Feb 13

Asset Protection – PPSA Review

Most Australians insure their home, contents and vehicle, with good reason, but for most people in business, there are greater risks that are often left exposed:

  • The ability to earn an income – there is unlikely to be a more valuable asset in a person’s life than their ability to work and yet, life, trauma and income protection insurances are often neglected;
  • Marriage break-down – it will never happen to me … but statistically, the odds are poor and if it happens, fire, flood and theft are the least of your concerns;
  • Insolvency – unfortunately, this can happen to even the most prudent business person: a GFC, overseas labour or imports, new competitors, new taxes, a big client going into liquidation, etc.; and if it does happen it affects more than a single asset or a split of marital assets.  It is 100%, less the bare essentials (a basic wage, car, furniture and trade tools).

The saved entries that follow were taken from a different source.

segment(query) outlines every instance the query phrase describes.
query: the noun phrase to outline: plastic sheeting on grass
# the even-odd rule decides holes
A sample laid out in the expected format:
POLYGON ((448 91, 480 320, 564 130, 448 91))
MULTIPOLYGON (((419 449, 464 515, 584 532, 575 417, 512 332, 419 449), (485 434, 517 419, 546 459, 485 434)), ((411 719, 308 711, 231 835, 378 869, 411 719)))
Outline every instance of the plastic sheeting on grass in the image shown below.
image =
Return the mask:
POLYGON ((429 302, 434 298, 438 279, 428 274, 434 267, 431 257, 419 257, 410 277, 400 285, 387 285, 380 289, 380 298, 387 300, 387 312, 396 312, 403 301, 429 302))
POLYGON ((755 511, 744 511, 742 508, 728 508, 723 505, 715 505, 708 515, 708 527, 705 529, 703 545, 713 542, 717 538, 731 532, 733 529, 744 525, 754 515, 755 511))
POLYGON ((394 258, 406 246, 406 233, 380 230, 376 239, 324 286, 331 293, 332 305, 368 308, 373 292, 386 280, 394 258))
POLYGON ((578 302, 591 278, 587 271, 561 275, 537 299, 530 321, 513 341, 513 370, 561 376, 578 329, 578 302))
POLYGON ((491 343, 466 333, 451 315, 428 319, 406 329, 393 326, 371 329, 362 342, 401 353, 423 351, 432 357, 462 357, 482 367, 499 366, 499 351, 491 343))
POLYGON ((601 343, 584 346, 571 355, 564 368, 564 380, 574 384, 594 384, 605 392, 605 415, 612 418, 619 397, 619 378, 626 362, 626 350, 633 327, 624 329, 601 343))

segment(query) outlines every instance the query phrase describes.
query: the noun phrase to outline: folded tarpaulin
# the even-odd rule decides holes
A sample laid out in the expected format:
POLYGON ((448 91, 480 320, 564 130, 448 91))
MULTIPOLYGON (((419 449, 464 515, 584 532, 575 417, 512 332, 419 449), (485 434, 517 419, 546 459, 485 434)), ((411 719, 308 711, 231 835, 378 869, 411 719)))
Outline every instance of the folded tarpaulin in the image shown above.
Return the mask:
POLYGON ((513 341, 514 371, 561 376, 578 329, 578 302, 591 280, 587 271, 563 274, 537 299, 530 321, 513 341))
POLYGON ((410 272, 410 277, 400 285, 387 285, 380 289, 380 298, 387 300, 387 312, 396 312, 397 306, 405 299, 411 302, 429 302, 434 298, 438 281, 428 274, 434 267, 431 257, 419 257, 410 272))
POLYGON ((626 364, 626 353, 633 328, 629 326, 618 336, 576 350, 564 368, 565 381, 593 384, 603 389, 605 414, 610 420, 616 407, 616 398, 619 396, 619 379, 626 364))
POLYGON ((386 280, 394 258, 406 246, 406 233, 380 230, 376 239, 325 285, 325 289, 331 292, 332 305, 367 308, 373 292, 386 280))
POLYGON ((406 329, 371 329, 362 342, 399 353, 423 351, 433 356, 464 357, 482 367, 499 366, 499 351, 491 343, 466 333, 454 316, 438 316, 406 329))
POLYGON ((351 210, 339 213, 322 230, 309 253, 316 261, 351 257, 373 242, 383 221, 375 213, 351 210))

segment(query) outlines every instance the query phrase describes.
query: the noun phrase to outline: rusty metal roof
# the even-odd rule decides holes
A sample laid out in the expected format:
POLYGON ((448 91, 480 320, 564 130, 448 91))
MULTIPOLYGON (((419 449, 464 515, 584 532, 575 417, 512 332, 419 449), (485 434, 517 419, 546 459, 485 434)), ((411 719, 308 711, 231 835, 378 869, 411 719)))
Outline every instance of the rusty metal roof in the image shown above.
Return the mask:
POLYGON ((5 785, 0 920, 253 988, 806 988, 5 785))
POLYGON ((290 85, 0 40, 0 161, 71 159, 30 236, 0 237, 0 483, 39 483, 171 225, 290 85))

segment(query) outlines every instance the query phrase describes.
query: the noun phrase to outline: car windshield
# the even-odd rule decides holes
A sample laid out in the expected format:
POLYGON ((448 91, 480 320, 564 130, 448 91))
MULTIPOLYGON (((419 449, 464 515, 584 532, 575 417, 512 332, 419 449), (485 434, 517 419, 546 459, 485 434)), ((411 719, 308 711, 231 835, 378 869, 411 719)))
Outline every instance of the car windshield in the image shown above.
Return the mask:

This firm does not sell insurance; nor do we try to provide tax or accounting advice; we do not provide family law services; however, we know good people who do these things, and they can all be important elements in an asset protection plan.  We provide the overall strategy: designing and creating structures (corporations, family trusts, unit trusts, etc.) to create asset havens; risk identification and mitigation (e.g. planning against director personal liabilities); asset security advice (mortgages, charges, security registration); and guidance in times of financial crisis (insolvency advisory).
 
Asset-holding entity / Trading entity
The purpose of this short article is to provide an update and warning about a very popular, and usually effective, asset protection strategy: separating the asset-holding entity from the risk-taking trading entity, while giving the trading entity access to the valuable and essential assets (e.g. vehicles, plant and machinery or intellectual property in a franchise or software company) informally, or through a lease, licence or bailment arrangement.
 
This has been a favourite (and effective) accountants’ strategy for decades.  If the trading entity suffers misfortune, and becomes insolvent, the most valuable and essential assets are preserved in the asset-holding entity.  It is much easier to start again; lawful “phoenix” activity.
 
Personal Property Securities Register – PPS Leases

However, in January 2012, the Personal Property Securities Register came online and changed the rules.  This popular strategy to separate asset ownership from the trading entity may fail if not on the Register.  Business owners with these structures should promptly seek advice.
 
The law introducing this register, the Personal Property Securities Act 2009 (PPSA), creates a legal concept new to Australia called the “PPS Lease”.  As you might expect, the “PPS Lease” concept includes a lease, however, it also often includes a licence, bailment, hire-purchase, consignment or retention of title arrangement.  Basically, the new concept covers most occasions when the asset (tangible or intangible) is in the possession of another.
 
If the trading entity has possession of the assets for more than 12 months (or 90 days for assets that may or must have a serial number, e.g. vehicles), and the true ownership is not registered as a security interest on the Register, then receivers or liquidators and some other registered secured creditors (e.g. financiers to the trading entity with broad-based security – fixed and floating charges in the pre-PPSA terminology) can often ignore the true legal ownership, and seize and sell the assets.
Register the true ownership as a PPS Lease or else, possession can become “10/10ths” of the law.